I am not saying that the past was perfect, I am just saying that love changed and these days when I look around and listen to the crap they put on the radio…I just don’t understand why we have become so shallow and ignorant. We get high on celebrity gossip, gossip is as meaningless as asking my grandma what her chicken had for breakfast. We spend hours and hours on social media looking at other people’s lives instead of taking care of ours, we spend even more hours trying to look as perfect as celebrities do. We are completely shocked when we discover that some celebrity didn’t have a perfect body or skin after all. But we surely know everything is made fake so that we buy the products that are sold, we surely know celebrities look perfect but aren’t, they need to look perfect to fool us into a world that doesn’t exist and make us daydream of perfection. But we do know it doesn’t exist don’t we? We know celebrities are just as human as we are, don’t we?  Well, except for Chris Hemsworth, he’s a God…ha ha but seriously we’ve created a world of shallow perfection when we know that it shouldn’t be perfect. It’s like creating a candy apple, from the outside the candy looks perfect and smooth but on the inside the apple is rotten. But we’ve created this, because we want perfection, we want to be lied and deceived to, we want a dream world where everyone looks and acts perfect.
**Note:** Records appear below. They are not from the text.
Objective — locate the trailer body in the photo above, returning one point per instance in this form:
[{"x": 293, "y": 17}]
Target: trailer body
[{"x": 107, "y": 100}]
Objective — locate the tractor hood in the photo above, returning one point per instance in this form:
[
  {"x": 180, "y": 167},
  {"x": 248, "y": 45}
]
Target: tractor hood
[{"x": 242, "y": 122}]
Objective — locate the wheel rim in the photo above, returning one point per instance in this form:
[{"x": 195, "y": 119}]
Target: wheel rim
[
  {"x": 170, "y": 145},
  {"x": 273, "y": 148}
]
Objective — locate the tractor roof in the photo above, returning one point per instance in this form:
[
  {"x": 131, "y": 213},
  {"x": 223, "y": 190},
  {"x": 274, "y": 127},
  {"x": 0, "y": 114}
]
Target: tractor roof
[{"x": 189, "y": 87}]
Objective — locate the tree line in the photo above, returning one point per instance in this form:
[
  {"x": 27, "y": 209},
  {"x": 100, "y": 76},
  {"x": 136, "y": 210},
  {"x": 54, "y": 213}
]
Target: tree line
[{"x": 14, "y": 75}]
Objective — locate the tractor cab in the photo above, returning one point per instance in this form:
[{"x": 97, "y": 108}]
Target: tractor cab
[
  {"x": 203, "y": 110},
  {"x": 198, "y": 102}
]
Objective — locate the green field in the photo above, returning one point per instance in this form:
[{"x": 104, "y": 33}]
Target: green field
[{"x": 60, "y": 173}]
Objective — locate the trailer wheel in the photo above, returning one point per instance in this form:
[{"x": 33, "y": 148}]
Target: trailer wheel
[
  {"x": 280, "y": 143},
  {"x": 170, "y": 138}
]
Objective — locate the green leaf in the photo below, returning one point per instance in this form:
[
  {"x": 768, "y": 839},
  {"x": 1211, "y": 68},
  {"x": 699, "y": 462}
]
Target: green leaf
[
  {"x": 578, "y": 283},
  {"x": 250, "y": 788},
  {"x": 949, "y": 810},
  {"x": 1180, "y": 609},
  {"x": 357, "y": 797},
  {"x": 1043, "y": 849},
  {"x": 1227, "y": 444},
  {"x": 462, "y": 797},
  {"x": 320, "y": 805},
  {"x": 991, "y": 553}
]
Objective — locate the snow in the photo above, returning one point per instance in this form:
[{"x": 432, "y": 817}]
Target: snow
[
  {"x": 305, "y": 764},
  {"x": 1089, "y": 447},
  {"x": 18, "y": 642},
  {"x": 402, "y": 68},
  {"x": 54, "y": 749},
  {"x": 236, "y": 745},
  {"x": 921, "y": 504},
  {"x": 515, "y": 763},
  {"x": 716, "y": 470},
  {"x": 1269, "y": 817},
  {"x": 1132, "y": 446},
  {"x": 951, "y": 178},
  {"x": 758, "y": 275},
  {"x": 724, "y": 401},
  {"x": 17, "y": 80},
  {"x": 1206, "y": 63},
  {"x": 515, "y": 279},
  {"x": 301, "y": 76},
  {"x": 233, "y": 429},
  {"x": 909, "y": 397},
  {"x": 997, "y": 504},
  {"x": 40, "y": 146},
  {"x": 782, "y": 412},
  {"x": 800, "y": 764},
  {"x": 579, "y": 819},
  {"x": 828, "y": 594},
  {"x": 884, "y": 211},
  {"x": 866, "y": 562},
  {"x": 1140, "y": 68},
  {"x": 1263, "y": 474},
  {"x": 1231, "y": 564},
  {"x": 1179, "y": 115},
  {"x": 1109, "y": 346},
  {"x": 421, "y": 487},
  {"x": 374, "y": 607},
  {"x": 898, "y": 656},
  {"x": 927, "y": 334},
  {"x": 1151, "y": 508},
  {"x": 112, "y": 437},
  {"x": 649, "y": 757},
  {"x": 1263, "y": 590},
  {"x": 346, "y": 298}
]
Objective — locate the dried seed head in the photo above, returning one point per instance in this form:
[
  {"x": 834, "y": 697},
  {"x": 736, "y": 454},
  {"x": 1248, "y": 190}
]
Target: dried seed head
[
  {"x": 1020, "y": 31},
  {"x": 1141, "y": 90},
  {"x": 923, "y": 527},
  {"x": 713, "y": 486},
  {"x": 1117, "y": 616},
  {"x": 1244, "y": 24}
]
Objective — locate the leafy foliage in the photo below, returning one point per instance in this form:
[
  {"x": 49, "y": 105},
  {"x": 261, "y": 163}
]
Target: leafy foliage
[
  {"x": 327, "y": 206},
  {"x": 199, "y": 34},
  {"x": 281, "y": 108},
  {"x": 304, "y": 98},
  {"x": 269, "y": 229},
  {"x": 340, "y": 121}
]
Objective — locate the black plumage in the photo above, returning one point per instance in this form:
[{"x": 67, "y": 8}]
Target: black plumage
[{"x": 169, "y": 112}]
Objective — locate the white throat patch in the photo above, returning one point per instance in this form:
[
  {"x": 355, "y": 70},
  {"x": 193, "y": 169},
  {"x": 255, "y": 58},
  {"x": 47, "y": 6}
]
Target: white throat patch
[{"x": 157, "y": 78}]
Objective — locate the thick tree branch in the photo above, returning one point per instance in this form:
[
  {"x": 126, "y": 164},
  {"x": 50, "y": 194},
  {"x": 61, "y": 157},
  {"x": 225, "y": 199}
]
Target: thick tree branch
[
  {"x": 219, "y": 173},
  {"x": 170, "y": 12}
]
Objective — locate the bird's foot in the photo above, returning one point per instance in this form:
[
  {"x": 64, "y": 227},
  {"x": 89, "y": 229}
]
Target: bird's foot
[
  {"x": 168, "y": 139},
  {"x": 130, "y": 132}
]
Where am I getting with this story? How the fuck should I know? I just think we should look at the past and relearn from our mistakes. I saw a text last year written in a what used to be a Romanian prison during the Communism, horrible things happened there and I can take a lot of sadistic facts but what they did there…it’s almost unbelievable. Not that I am comparing this whole story to Communism, I just remembered the words written on one of the walls:

”Cine uită trecutul e condamnat să îl repete.”
(Meaning 'Those who cannot remember the past are condemned to repeat it' - George Santayana)

So stop acting shallow, please, for your sake, remember what you have and if you want to fall in love again do it, you don’t have to find another man or woman to fall in love, just look around you, there are plenty of things to fall in love with. Real things, honest things. Visit a new place, meet new people, hear their stories and fall in love with the world because the world is so much bigger than you think. Why do you think I write stories? I like to fall in love over and over and over again, dream away and think of a world where everything is imperfect but perfect because of it.
 
Falling in love with his smile
 
Falling in love with Gumbet, one of the most beautiful places on Earth (to me)

London, loving it for all of its secrets and wonders.